Purported 18th century English pirates

Eric Cobham (c. 1700 - 1760 or after) and his wife Maria Lindsey were English pirates in the early 18th century who practised piracy in the Gulf of St. Lawrence from their base in Newfoundland. They were both born in England – Cobham from Poole and Lindsey from Plymouth.

==History==
According to Philip Gosse in The Pirate's Who's Who (1924) and Horwood and Butts in The Pirates and Outlaws of Canada (1984), the Cobhams were among the first St. Lawrence pirates to become known for giving "no quarter," meaning all the captured crews were killed and the ships sunk. They were famous for their sadism and cruelty, including using survivors for target practice. They were pirates between 1720s–40s after which they relocated to Le Havre, France. They became members of the community and Eric was appointed a judge. Maria could not make the adjustment and went insane, finally committing suicide (or possibly being murdered by Eric). Eric had an attack of conscience after her death, confessed his sins to a priest, and requested the true story of his life be published. This book was printed after his death, the family tried to buy and destroy this book, however there is allegedly a copy in the Archives Nationales in Paris. They were survived by two sons and a daughter. Gosse describes Eric Cobham as a native of Poole, who took to smuggling at age 18, and was caught. Later, he met Maria Lindsay at Plymouth, and brought her on board his ship, sailing to Newfoundland, where the couple assumed a career in piracy. The couple is said to have operated out of Sandy Point (Flat Island) on the Western Shore of Newfoundland Island. They are a part of Canadian pirate lore, and Maria Lindsay has been dubbed "the Canadian Pirate Queen." A fictional, romantic novel based on described events in pirate literature about Eric Cobham and Maria Lindsay exists.

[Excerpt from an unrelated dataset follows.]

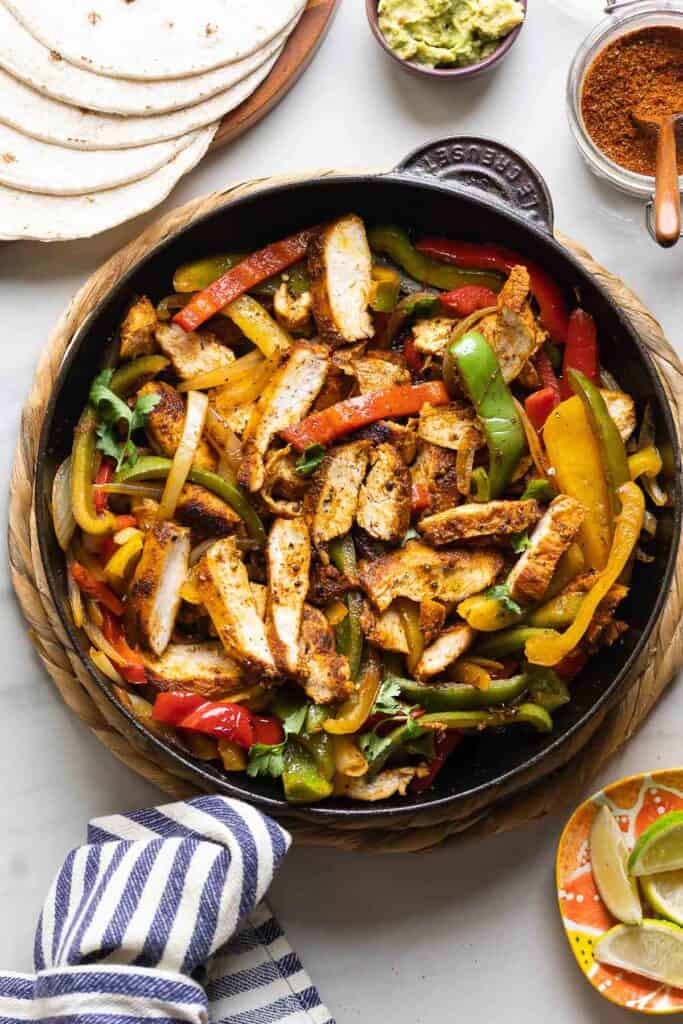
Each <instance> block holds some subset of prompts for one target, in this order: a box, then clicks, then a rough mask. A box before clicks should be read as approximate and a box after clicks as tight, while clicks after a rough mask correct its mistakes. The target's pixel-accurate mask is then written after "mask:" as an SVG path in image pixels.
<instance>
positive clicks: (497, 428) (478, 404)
mask: <svg viewBox="0 0 683 1024" xmlns="http://www.w3.org/2000/svg"><path fill="white" fill-rule="evenodd" d="M443 380H444V382H445V384H446V387H447V388H449V391H450V392H451V393H452V394H453V393H455V392H456V391H457V389H458V387H462V388H464V390H465V392H466V394H467V395H468V397H469V399H470V400H471V402H472V404H473V406H474V408H475V410H476V412H477V416H478V417H479V423H480V425H481V429H482V431H483V434H484V437H485V439H486V444H487V446H488V459H489V465H488V483H489V486H490V497H492V498H493V499H495V498H499V497H500V496H501V494H502V493H503V490H504V489H505V486H506V484H507V483H508V481H509V479H510V476H511V475H512V472H513V470H514V469H515V466H516V465H517V463H518V462H519V459H520V457H521V455H522V453H523V452H524V449H525V446H526V437H525V434H524V427H523V425H522V422H521V420H520V418H519V414H518V412H517V410H516V408H515V403H514V399H513V397H512V394H511V393H510V390H509V388H508V385H507V384H506V383H505V380H504V379H503V374H502V372H501V367H500V364H499V361H498V357H497V355H496V352H495V351H494V349H493V348H492V347H490V345H488V343H487V342H486V340H485V338H484V337H483V335H481V334H479V333H478V332H477V331H469V332H468V333H467V334H464V335H463V336H462V337H461V338H458V339H457V340H456V341H454V342H452V343H451V344H450V345H449V347H447V349H446V353H445V356H444V359H443Z"/></svg>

==Possibility of non-existence==
Other than secondhand mention, there is little historic proof that Eric Cobham and his wife actually existed. To some historians, it seems unlikely that the couple could have had the career described in the mid-eighteenth century without leaving documentary traces. However, in a book, Buccaneers and Marooners of America, published in 1891, editor Howard Pyle mentions Cobham in passing as if his exploits were already well known to the public at large and details Cobham's attack on a Spanish ship in the Bay of Biscay wherein all persons of Spanish origin (approximately 20) aboard the seized vessel were sewn into the mainsail and thrown into the sea. While some doubt the stories and are even skeptical that the Cobhams actually existed, Dan Conlin, the historian and curator of marine history at the Maritime Museum of the Atlantic in Halifax, believes the stories are probably true, but exaggerated.